Dans l’épaisse forêt qui borde le village, plusieurs jeunes hommes disparaissent. On accuse des étrangers qu’on aurait croisés. On annonce aussi l’apocalypse. Dans Rapture, deuxième volet d’une trilogie à venir, le réalisateur Dominic Sangma revient dans les montagnes du Meghalaya où il a passé son enfance. Un film subtil où la peur est filmée sur un tempo tranquille.

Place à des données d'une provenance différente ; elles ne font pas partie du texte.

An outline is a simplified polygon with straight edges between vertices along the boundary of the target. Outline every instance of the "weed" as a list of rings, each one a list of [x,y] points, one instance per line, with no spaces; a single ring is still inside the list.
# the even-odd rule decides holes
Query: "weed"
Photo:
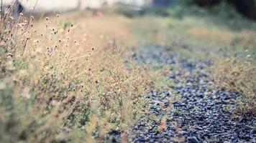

Rapture s’ouvre sur une scène de chasse. Dans une nuit parsemée de torches, courbé au pied des arbres, le village traque les cigales sur les troncs. Tous les arbres sont scrutés : on arrache méthodiquement les insectes de l’écorce. On les jette dans un seau. Les corps s’amassent. Pourtant, vu de l’extérieur, le spectateur assiste à une simple cueillette, à une récolte sans bain de sang. Une scène à l’image du long-métrage ; dans ces montagnes du nord-est de l’Inde, les tours de garde et la violence xénophobe ont des airs paisibles. Rapture est paradoxal sur ce point : alors qu’il raconte un moment de bascule pour le village, avec la disparition de jeunes hommes dans la forêt, la menace d’étrangers plus ou moins fictifs et l’annonciation de la fin du monde, partout, le long-métrage se concentre sur la routine.
Pour ce faire, Dominic Sangma alterne entre le point de vue presque omniscient d’une caméra qui passe d’un personnage à un autre, s’invitant dans leurs maisons et leurs intimités, et celui de Kasan, dix ans, à mi-chemin entre observateur extérieur et porte d’entrée sur ce monde clos. Réussira-t-on à capturer les étrangers responsables de la disparition des jeunes hommes ? Comment les punira-t-on ? Sont-ils vraiment annonciateurs d’une punition divine, comme l’affirme le prêtre du village ? Si l’heure est aux questions, aucun des habitants ne remettra en doute la culpabilité des étrangers, ni même leur existence. Entre chasse à l’homme et paranoïa collective, le film de Dominic Sangma frappe aussi par son analyse des comportements sociaux et des mécanismes de groupe.